Countryside Classroom –This website is focussed mainly around teaching about food and the natural environment, but has a vast amount of teaching resources incorporating all curriculum subjects and key stages, as well as activities suitable for EBD or SEN pupils. There is also an interactive map detailing good places to visit, and information and links about useful organisations under ‘People to talk to’.
OPAL – OPAL are particularly renowned for their surveys, which enable pupils to learn outdoors whilst contributing to actual scientific research. There are downloadable recording sheets for the different surveys which can be completed as a class, the most recent being the Polli:Nation initiative which schools can sign up for. There are also education packs aimed predominantly at primary school children, containing outdoor activities (most are ideal for woodland habitats) many of which have before and after classroom based activities as well.
Nature Detectives – The Woodland Trust’s ‘Nature Detectives’ constantly creates new outdoor and nature related activities that can by searched by age range, season, type and topic. For schools there are also other resources such as the Outdoor Learning Pack, which is ideal for starting in outdoor education – it contains guidance on teaching outside, assessment, risks and activities, including ideas for literacy and numeracy. There are also some lovely booklets you can print out for pupils to fill in and information on free trees for schools, including a ‘KS2 resources for you tree pack’ that you can download to complement any trees you may plant. Schools can also sign up to the Green Tree Schools Award or download an Assembly plan containing a flexible script and presentation called, ‘The Man who Planted Trees’.

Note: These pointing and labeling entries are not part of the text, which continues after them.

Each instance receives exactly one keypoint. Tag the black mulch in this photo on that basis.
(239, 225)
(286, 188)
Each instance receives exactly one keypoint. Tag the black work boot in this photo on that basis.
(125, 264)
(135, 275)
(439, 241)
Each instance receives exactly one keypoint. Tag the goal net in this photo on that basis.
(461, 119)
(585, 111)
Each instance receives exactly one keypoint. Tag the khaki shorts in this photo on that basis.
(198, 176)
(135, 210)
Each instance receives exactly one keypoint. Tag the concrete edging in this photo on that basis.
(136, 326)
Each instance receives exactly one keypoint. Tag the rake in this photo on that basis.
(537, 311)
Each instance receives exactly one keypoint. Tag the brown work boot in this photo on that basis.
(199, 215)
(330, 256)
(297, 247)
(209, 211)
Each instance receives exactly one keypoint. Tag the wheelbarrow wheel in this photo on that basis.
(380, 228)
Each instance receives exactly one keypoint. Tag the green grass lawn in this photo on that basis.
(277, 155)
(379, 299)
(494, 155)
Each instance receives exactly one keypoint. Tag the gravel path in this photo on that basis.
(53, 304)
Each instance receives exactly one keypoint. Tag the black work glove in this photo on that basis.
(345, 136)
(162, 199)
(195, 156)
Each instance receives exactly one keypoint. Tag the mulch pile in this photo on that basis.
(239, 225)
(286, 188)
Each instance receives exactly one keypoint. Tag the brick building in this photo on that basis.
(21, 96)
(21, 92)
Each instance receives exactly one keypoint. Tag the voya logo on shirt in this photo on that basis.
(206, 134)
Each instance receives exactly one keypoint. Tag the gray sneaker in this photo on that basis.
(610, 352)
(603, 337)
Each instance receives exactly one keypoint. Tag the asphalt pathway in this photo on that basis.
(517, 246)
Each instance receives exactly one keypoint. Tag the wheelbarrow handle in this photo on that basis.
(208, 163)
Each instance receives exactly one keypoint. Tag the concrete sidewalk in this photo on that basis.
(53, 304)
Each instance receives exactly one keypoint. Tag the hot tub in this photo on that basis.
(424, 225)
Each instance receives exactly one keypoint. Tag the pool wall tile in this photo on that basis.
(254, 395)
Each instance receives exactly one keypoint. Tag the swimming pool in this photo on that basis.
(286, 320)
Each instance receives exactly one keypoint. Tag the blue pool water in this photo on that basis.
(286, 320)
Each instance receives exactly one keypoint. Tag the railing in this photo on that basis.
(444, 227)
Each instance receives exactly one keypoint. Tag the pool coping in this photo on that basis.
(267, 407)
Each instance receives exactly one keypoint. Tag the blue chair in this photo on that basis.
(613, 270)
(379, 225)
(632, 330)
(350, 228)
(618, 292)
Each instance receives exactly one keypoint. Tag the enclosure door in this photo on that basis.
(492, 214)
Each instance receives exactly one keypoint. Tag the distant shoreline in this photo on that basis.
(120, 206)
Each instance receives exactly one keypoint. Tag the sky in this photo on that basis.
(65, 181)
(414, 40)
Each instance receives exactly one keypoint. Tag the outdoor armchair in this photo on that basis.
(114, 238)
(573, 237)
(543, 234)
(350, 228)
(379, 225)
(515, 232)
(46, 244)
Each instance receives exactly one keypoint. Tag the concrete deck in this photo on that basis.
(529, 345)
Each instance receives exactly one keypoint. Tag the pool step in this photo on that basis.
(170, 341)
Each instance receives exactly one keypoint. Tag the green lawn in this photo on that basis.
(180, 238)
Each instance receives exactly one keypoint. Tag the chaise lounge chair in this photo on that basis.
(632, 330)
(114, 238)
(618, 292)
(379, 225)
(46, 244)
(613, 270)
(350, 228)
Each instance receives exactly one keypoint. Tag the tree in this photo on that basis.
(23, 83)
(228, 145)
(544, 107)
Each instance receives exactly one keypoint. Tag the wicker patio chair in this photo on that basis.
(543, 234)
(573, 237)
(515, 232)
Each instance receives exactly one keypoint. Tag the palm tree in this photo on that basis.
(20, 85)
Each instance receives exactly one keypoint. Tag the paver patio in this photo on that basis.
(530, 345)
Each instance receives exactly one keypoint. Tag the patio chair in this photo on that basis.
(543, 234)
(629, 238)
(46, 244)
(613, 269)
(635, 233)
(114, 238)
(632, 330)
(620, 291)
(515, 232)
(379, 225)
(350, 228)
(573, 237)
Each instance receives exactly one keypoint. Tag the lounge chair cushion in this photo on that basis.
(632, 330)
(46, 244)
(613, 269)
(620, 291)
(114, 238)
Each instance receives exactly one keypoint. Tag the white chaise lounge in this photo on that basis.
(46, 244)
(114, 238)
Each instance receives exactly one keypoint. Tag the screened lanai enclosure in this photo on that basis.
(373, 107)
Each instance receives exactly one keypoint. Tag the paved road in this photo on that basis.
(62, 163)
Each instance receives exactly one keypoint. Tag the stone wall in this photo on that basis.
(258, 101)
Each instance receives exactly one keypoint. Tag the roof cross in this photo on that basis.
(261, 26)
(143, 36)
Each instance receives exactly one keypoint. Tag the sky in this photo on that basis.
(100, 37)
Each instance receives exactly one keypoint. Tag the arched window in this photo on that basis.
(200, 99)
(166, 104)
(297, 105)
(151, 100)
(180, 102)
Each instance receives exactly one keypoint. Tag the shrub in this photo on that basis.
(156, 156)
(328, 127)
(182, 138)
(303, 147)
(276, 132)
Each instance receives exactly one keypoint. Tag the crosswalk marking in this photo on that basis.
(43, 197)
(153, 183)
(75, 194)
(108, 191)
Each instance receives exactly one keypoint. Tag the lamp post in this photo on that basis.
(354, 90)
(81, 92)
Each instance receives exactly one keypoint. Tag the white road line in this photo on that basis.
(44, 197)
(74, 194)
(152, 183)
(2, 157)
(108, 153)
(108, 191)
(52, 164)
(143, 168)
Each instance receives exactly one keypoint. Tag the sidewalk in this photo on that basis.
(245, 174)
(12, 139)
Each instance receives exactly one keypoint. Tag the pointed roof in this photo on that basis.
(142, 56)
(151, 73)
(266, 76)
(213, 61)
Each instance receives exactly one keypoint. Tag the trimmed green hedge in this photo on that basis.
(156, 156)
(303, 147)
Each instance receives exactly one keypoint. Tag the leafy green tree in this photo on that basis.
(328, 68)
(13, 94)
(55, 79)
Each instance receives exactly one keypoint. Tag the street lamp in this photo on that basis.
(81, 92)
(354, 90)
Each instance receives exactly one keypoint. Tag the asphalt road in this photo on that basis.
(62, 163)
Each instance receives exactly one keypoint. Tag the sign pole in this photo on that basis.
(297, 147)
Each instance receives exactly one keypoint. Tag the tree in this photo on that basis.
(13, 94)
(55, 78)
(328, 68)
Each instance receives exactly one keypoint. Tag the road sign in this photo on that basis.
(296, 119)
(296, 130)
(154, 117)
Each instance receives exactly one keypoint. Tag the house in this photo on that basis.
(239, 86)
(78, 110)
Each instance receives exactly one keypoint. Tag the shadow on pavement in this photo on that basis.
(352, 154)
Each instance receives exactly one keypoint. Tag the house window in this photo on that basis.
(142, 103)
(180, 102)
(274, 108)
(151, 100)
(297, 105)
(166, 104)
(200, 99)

YPTE –The Young People’s Trust for the Environment has several comprehensive sets of lesson plans on environmental and sustainability topics from the curriculum, covering areas such as plants, life cycles, classification and evolution. Each plan states the year group it is suitable for, and contains presentations, activities and sometimes worksheets for multiple lessons on the topic. For instance ‘Animal, including humans: Year 3’ contains a presentation and lesson plan (designed to be split down into multiple lessons) that fully covers this area of the curriculum, including activities and two worksheets.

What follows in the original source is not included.